The molded body was immersed in the same bath (liquid temperature: 25 ° C.) as in Example 1 and electroplated for 120 minutes. table 1

The maximum values of the adhesion strength of the obtained plated resin moldings were all 1 ° 0 kPa, and the appearance was smooth and beautiful. However, even after the nickel electroless plating process, nickel plating was not deposited on the surface of the coated part 1 3 of the metal jig 10 treated with the coating material of Examples 1 and 2, but the comparative example Nickel plating was deposited on the surface of the coated portion 13 of the metal jig 10 treated with the coating material 1.

Claims

The scope of the claims

1. 0.1 to 100 parts by weight of a water-repellent resin and 0.1 to 100 parts by weight of a compound containing antimony and bismuth, if necessary, per 10 parts by weight of olefin resin Hard-to-stick coating.

2. The tacky coating agent according to claim 1, wherein the polyolefin resin is polyethylene and the water repellent resin is a fluororesin and Z ′ or a silicone resin.

3. A pretreatment method for plating, in which a non-sticking part according to claim 1 or 2 is powder-coated on a non-sticking part of a surface of a molded body.

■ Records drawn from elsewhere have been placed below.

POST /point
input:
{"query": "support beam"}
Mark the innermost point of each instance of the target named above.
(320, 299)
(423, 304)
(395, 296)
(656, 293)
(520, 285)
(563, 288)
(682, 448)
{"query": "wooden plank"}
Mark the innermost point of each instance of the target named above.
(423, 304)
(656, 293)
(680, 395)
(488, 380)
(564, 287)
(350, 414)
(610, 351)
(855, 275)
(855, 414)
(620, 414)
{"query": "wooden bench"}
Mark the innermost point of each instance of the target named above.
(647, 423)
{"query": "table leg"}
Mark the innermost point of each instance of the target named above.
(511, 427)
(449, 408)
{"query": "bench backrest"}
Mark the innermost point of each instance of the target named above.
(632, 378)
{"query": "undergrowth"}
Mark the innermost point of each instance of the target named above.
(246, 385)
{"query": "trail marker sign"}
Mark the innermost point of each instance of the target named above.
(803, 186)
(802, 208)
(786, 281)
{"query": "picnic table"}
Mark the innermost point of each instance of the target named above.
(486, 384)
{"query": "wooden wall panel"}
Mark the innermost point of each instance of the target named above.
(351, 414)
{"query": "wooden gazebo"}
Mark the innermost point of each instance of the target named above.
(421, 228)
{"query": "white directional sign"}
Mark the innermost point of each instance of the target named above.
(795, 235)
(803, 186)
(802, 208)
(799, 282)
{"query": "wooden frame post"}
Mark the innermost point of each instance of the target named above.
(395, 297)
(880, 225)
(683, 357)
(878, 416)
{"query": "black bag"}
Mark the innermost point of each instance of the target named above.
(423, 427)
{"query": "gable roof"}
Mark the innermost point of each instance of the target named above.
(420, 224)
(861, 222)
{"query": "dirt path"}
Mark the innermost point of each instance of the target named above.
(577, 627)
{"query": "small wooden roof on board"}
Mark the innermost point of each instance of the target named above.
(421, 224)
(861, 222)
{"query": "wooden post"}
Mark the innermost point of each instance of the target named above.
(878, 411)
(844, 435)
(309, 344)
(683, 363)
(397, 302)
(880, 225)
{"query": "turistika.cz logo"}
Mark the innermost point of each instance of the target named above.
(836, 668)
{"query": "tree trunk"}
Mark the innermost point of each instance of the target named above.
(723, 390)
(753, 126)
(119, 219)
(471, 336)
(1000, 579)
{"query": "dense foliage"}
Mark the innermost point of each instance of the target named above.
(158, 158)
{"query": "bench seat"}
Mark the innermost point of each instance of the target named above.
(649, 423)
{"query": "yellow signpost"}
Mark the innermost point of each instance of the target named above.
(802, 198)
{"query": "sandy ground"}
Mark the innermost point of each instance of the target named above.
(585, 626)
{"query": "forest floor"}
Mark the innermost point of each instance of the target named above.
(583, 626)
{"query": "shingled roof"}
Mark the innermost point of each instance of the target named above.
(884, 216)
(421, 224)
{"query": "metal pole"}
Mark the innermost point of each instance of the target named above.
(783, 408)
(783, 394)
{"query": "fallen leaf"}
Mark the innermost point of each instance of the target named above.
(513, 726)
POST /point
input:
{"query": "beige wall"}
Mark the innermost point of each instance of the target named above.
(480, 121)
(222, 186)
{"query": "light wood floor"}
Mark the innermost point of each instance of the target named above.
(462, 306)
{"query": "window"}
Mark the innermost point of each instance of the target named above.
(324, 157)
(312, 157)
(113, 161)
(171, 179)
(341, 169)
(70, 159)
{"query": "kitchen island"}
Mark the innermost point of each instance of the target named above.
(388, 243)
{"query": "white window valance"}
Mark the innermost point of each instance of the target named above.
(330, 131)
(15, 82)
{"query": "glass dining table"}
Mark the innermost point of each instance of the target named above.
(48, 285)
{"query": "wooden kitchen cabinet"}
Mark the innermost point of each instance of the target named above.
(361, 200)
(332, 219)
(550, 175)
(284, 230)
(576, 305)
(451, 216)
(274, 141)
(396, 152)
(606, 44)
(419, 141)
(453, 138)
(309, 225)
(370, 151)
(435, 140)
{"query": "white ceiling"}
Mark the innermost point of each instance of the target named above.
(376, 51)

4. Applying an insidiousness coating agent according to claim 1 or 2 to a metal jig for holding a resin molded body to be plated by powder coating, A pre-treatment method for metal plating so that metal jigs are not plated.

5. The plating pretreatment method according to claim 4, wherein the plating pretreatment method does not include a contact treatment step with an acid containing a heavy metal.